Microstructure: Bid-Ask Spread, Order Book Imbalance.
Online vs. Offline: Flink computes features in real-time for the Online Feature Store (Redis). The same logic is applied to historical data for the Offline Feature Store (S3) to prevent Training-Serving skew.
Point-in-Time Joins: Crucial to prevent leakage. When creating the training set, we ensure we only use features available before the prediction timestamp.
Model Architecture
Problem Formulation: Binary classification (y=1 if return > 0.1\% in 5 mins).
Architecture: LightGBM.
Input Layer: Dense vector of technical indicators + stock embeddings (Entity Embedding for Tickers).
Model: Multiple shallow trees (depth 6-10) to prevent overfitting.
Rationale:
Speed: LightGBM is significantly faster than XGBoost for high-dimensional financial data.
Categorical Support: Built-in handling for Ticker IDs and Sector IDs.
Optimization: Use Quantization (Int8) on features to reduce memory footprint and speed up inference.
Training Pipeline
Dataset Construction: Use the Triple Barrier Method. A label is 1 if price hits the upper barrier first, 0 if it hits the lower barrier or time limit.
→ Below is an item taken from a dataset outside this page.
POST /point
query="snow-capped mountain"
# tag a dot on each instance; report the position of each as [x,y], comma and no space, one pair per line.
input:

Data Splitting: Time-series Cross-Validation (Walk-Forward Evaluation). Do not use random splits; always train on past, test on future.
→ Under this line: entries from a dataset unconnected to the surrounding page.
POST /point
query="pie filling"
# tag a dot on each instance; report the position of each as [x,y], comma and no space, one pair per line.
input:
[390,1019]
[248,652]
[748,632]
Infrastructure: Distributed training using Ray to parallelize hyperparameter sweeps (Optuna).
Retraining: Scheduled weekly retraining to adapt to new market regimes, triggered automatically if "Adversarial Validation" score between last week and this week exceeds a threshold.
Serving Pipeline
Serving Pattern: Request-Response via gRPC for lowest latency.
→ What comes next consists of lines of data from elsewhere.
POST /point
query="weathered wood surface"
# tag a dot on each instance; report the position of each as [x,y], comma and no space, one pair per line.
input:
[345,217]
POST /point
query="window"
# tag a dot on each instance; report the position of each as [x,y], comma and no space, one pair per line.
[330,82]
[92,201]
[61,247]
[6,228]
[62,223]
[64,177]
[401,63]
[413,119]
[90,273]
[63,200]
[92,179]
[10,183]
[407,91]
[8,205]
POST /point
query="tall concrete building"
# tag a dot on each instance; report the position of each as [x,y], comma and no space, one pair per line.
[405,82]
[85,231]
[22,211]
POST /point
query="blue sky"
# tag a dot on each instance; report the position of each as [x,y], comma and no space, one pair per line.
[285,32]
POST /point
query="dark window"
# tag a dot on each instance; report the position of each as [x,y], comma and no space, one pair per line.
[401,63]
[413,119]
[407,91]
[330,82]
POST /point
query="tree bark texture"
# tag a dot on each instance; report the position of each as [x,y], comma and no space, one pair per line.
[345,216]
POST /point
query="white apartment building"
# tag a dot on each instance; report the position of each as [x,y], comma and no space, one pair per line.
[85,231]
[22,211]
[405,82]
Architecture: Containerized LightGBM models on K8s.
Latency Optimization:
Pre-fetch features from Redis in parallel with the request.
Use C++ prediction kernels for LightGBM.
Reliability: If the model service fails, fall back to a "Last Value" heuristic (momentum persistence).
Evaluation Pipeline
Offline Evaluation: Use Purged K-Fold Cross Validation to remove data overlap. Primary metric: Information Coefficient (IC) and Precision at K.
Online Evaluation: Paper Trading (Shadow Mode). Run the model on live data without executing trades to verify Sharpe Ratio and Drawdown in real-world conditions before committing capital.
Monitoring Pipeline
System Monitoring: Track
feature_retrieval_latency and model_inference_latency.Data Monitoring: Track Feature Drift (PSI). Financial features drift rapidly (e.g., volume spikes).
Model Monitoring: Monitor the Prediction Mean. If the model suddenly starts predicting "Buy" for 100% of stocks, a circuit breaker should trigger.
Wrap Up
Final Evaluation
Observability: Real-time dashboards for P&L, signal distribution, and feature importance.
Edge Cases:
Flash Crashes: Hard-coded volatility halts in the feature pipeline.
Dividends/Splits: Automated data cleaning to adjust historical prices.
Trade-offs:
Complexity vs. Latency: Adding more features (e.g., NLP sentiment) increases latency; MVP keeps it to structured data.
Recall vs. Precision: In trading, Precision (accuracy of the "Buy" signal) is often prioritized over Recall to minimize losing trades.